I got the idea for writing Tales from the Brothers Grimm and the Sisters Weird from thinking about fairy tales and how quite often they don't make sense. I just couldn't figure out why the characters acted the way they did, so I made up my own reasons. Playing with fairy tales can be addictive. I started with Rumplestiltzkin, but in the end hit most of the best-known fairy tales.
(I think I've gotten into trouble because this appears on the back cover of Tales from the Brothers Grimm and the Sisters Weird. I think parents are scared off by thinking the book is rated PG-13, and I think they believe that this describes the stories in the book.
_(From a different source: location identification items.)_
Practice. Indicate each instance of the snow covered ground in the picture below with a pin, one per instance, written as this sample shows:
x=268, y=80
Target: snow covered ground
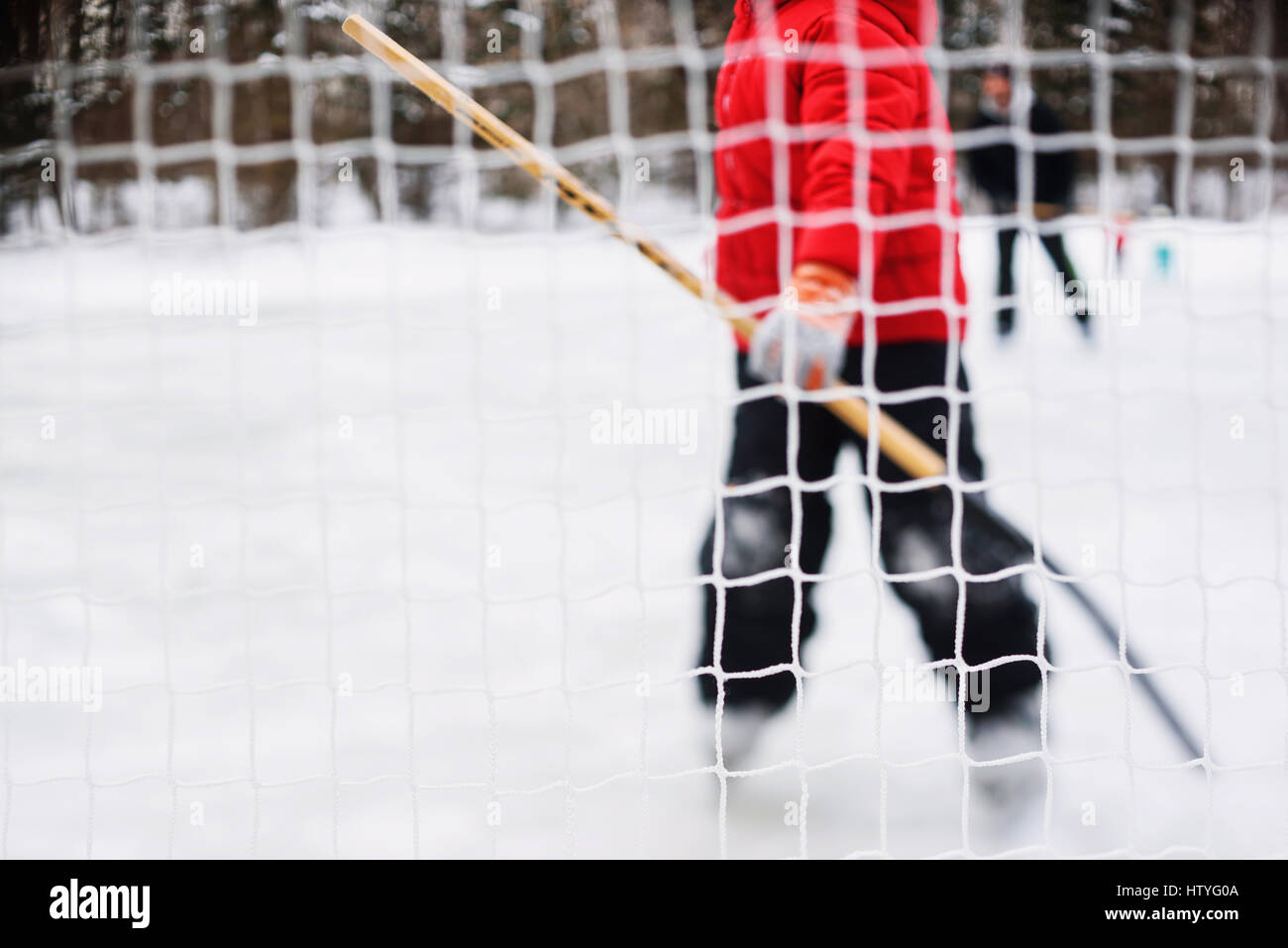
x=361, y=581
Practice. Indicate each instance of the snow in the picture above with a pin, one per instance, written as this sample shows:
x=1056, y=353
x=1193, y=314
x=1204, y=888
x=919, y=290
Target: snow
x=361, y=581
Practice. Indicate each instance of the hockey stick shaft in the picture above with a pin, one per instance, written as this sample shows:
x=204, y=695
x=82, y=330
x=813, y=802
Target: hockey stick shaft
x=894, y=441
x=1102, y=621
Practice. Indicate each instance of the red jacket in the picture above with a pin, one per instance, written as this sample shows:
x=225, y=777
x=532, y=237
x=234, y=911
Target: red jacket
x=797, y=47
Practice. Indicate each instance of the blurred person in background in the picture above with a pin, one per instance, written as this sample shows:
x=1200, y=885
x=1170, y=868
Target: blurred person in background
x=995, y=168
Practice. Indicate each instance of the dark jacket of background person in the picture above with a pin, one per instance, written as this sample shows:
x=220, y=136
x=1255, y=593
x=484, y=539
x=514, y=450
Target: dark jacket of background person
x=995, y=167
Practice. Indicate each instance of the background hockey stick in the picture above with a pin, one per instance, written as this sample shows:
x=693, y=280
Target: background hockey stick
x=894, y=441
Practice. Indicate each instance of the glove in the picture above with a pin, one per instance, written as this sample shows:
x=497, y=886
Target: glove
x=820, y=337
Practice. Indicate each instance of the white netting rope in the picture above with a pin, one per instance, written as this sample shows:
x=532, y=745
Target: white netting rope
x=612, y=60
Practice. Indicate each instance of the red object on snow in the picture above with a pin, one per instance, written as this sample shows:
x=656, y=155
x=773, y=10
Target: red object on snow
x=868, y=133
This is just a poem. (Or, more accurately, thoughts expressed in short lines.) These stories do not appear in the book.)
Fairy-tale endings you're not likely to see:
after growing into a beautiful swan, the Ugly Duckling pecks all his tormentors to death.
the Emperor orders the execution of everyone who's seen him naked.
the lazy cat, dog, and mouse suffocate the Little Red Hen with her own cake.
the elves lock the Shoemaker and his wife in the basement, take all their money, and run off to Central America, where they operate a pirate radio station.
the Gingerbread Man turns out to be carnivorous and eats the fox.
Snow White and Sleeping Beauty simply refuse to get out of bed.
when a portion of the sky really does fall, Chicken Little becomes the leader of her own religious movement; she gets her own TV show, collects millions of dollars to build a theme park, then makes off with the money, joining the elves in Central America.
The first story I wrote for this collection was "Straw into Gold," a look at the story of Rumplestiltzkin. I had so much fun with that telling that I eventually wrote an entire collection of stories about millers, daughters, straw, gold, and people who could (or could not) turn one into the other. I collected these into the book The Rumpelstiltskin Problem.